Przypomnijmy genezę mysłowickich, plenerowych śniadań. Jako pierwszy zaczął je organizować Piotr Olszowski, były członek rady dzielnicy z Bończyka. Pomysł był świetny, ale śniadania nie cieszyły się dużą frekwencją więc zaprzestano ich organizowania. Kolejną próbę podjęła Marta Adamowicz, która zaczęła zapraszać mieszkańców do Brzęczkowic na Górkę Słupecką. Podobnie jak za pierwszym razem, frekwencja okazała się mizerna. Dlaczego? Przede wszystkim szwankowała oprawa medialna. Nie przygotowano również szerszej oferty, adresowanej także dla dzieci i młodzieży. Brakowało skrzynek z energią elektryczną i budynku z zapleczem technicznym. Brakowało też ludzi do utrzymywania obiektu w czystości i sprzątania odpadów. Ta sytuacja się zmieniła, kiedy do organizacji śniadań włączyło się miasto. Stało się to po rozmowach Marty Adamowicz z prezydentem Dariuszem Wójtowiczem. Z inicjatywy magistratu rozpoczęły się na Górce Słupeckiej imprezy ekologiczne organizowane przez ZOMM i Wydział Ochrony Środowiska UM. Miasto zbudowało zaplecze techniczne, skrzynki energetyczne i monitoring wizyjny, aby poprawić bezpieczeństwo uczestników. Na prośbę prezydenta Wójtowicza w organizację śniadań włączyły się miejskie instytucje jak MOK, MBP, MOSiR oraz organizacje pozarządowe, kluby sportowe, stowarzyszenia, fundacje itp. Dzięki bogatej ofercie imprezą zaczęły interesować się media, co pozytywnie wpłynęło na frekwencję.

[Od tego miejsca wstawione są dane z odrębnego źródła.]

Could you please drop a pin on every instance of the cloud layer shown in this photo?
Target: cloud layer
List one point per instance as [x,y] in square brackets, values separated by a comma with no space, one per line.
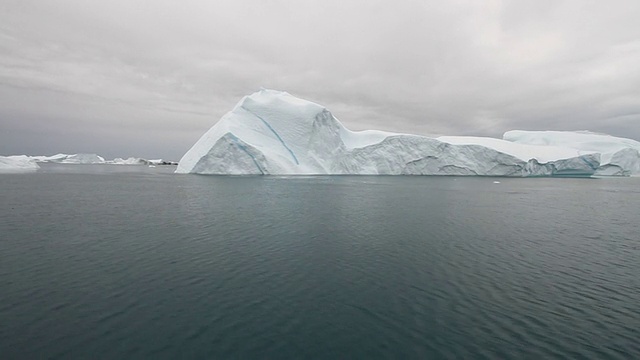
[147,78]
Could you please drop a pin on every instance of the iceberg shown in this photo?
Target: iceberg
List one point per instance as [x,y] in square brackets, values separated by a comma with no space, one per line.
[17,163]
[618,156]
[71,159]
[273,132]
[128,161]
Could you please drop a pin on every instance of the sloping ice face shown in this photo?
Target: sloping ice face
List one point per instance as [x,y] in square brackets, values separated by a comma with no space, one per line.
[273,132]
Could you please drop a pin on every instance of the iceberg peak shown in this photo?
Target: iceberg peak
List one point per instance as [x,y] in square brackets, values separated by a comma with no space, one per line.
[274,132]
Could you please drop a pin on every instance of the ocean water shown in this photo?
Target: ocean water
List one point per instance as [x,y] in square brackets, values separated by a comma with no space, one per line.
[136,262]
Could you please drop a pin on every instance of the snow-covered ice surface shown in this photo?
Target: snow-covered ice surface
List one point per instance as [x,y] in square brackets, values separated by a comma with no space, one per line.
[128,161]
[273,132]
[17,163]
[71,159]
[618,156]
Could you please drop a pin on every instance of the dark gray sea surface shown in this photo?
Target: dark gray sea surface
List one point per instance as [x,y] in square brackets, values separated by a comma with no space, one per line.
[123,262]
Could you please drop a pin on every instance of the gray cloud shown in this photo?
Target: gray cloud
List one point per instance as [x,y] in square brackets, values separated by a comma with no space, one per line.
[147,78]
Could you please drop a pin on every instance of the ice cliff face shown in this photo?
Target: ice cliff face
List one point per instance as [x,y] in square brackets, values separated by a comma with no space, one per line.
[619,156]
[272,132]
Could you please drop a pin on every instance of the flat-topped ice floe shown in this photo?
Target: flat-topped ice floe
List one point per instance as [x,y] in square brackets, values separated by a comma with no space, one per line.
[618,156]
[17,163]
[273,132]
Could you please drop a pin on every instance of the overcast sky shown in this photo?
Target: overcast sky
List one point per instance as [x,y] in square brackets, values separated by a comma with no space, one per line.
[147,78]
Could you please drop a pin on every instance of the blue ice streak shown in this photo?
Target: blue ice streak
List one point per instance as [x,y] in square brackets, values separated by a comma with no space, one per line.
[274,133]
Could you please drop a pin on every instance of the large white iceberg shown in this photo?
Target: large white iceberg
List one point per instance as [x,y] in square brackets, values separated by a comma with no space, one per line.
[618,156]
[273,132]
[17,163]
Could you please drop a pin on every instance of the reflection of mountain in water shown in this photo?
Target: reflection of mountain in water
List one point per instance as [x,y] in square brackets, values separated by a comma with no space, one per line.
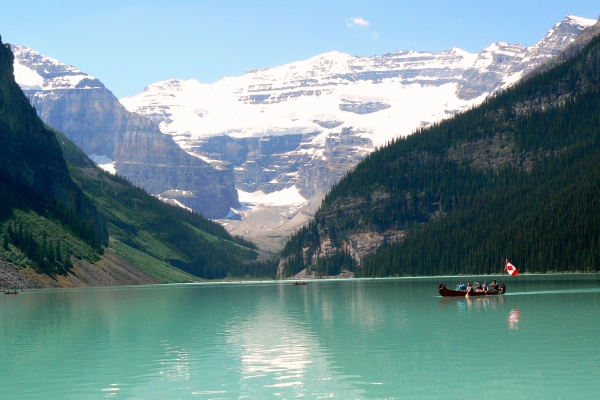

W tym roku miało być podobnie, ale dosyć nieoczekiwanie organizatorka śniadań oskarżyła miasto o…kradzież jej pomysłu.
- Miasto nie może sobie pozwolić na oskarżenia związane z rzekomą kradzieżą, więc sprawę fałszywych oskarżeń będziemy musieli wyjaśnić i wystąpić o sprostowanie informacji. W tym roku, tak jak w latach ubiegłych, chcieliśmy wprowadzić kolejne podmioty i kolejne organizacje do współorganizacji wydarzenia. Po to, aby mieszkańcy poczuli, że o nich dbamy podczas wakacyjnych spotkań w plenerze - mówi prezydent Dariusz Wójtowicz.
Jak wyjaśniają miejscy urzędnicy, Marta Adamowicz otrzymała zaproszenie na spotkanie organizacyjne, ale nie skorzystała z niego. Nagrała za to emocjonalny film w sieci, za którym ruszyła fala oskarżeń pod adresem miasta.
Temat ochoczo podchwycili radni opozycji i kandydaci do samorządu, a w Mysłowicach wybuchła kolejna „afera”.
Nie można wykluczyć politycznego tła tego zamieszania, ponieważ Marta Adamowicz startowała w wyborach samorządowych, ale nie została radną, ponieważ jej ugrupowanie nie zdobyło żadnego mandatu.
- Polityka zbyt mocno wkradła się w naszą niegdyś piękną lokalną inicjatywę „Śniadań na Polanie”, aby Miasto Mysłowice mogło to firmować. Po konsultacjach z kierownictwem urzędu, lokalnymi przedsiębiorcami wspierającymi to wydarzenie i organizacjami społecznymi podjąłem decyzję, że miasto nie przyłączy się w tym roku do współorganizacji wydarzenia - wyjaśnia prezydent Wójtowicz.
Nie oznacza to, że miasto rezygnuje z plenerowych posiłków z udziałem mieszkańców. Od 7 lipca rusza nowy projekt - „Poranki na Fali”.